DIT seeks an upgrading to university
THE Dublin Institute of Technology (DIT) has confirmed that it is seeking university status.
The DIT governing body has authorised the institute 's president, Prof Brian Norton, to write to Minister Mary Hanafin to set the process in motion.
The request will be made under Section 9 of the 1997 Universities Act. This allows the Government to appoint a body, which will include international experts, to advise the Higher Education Authority on university status.
The DIT request has taken on an added urgency following a surprise announcement from Taoiseach Bertie Ahern that a preliminary independent examination of the submission made by the Waterford Institute of Technology for upgrading will be commissioned.
The Waterford case has received strong backing from Dr Edward Walsh, President Emeritus at the University of Limerick.
"The stark reality is that the southeast is the only region of its size and population in Ireland without a university that can justify such provision," he said. "The case for the University of the South East is compelling from an economic development and social equity perspective and this is true of no other Irish region.

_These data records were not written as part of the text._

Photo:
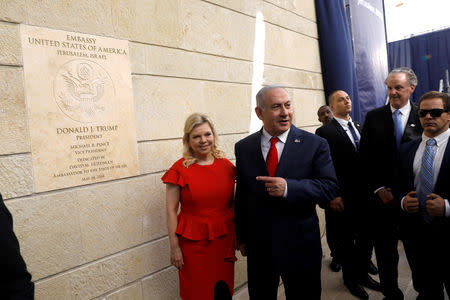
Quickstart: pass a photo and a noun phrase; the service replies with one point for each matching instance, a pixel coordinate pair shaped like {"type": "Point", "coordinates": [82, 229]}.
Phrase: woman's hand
{"type": "Point", "coordinates": [176, 258]}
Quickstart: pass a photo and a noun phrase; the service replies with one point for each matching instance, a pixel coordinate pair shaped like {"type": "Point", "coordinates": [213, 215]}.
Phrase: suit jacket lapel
{"type": "Point", "coordinates": [358, 126]}
{"type": "Point", "coordinates": [294, 139]}
{"type": "Point", "coordinates": [443, 177]}
{"type": "Point", "coordinates": [410, 128]}
{"type": "Point", "coordinates": [343, 134]}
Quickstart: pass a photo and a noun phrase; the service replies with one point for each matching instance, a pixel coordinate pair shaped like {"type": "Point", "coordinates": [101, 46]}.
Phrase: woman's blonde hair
{"type": "Point", "coordinates": [193, 121]}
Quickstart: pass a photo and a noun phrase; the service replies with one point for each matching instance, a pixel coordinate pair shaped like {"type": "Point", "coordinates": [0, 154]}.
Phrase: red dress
{"type": "Point", "coordinates": [205, 226]}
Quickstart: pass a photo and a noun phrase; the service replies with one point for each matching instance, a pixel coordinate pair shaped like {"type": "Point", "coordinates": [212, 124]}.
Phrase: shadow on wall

The strongly supportive remarks made by An Taoiseach on Monday - delivered fittingly as he opened the ArcLab Research & Innovation Centre at the Institute‘s new West Campus - demonstrated a very clear commitment on the part of Government to addressing the southeast's deficit through the formation of a regional university," said Dr Walsh.
Meanwhile, the Cork Institute of Technology said that if an examination was to be commissioned, it should examine the sector as a whole, to ensure that policy decisions arising from a report did not undermine the sector.
"The publication of the 2006 Institutes of Technology Bill was the culmination of a three-year examination of the sector, which began in 2003 with publication of the Expert Working Group Report on the future position and roles of Institutes of Technology and continued with the 2004 OECD Review of Higher Education Policy in Ireland," said a spokeswoman.
"We believe that the 2004 OECD report was correct, and understand that this has been accepted as the basis for Government policy.
"We remain committed to the binary system, but if changes are to be made we would have concerns in terms of ensuring parity of resources."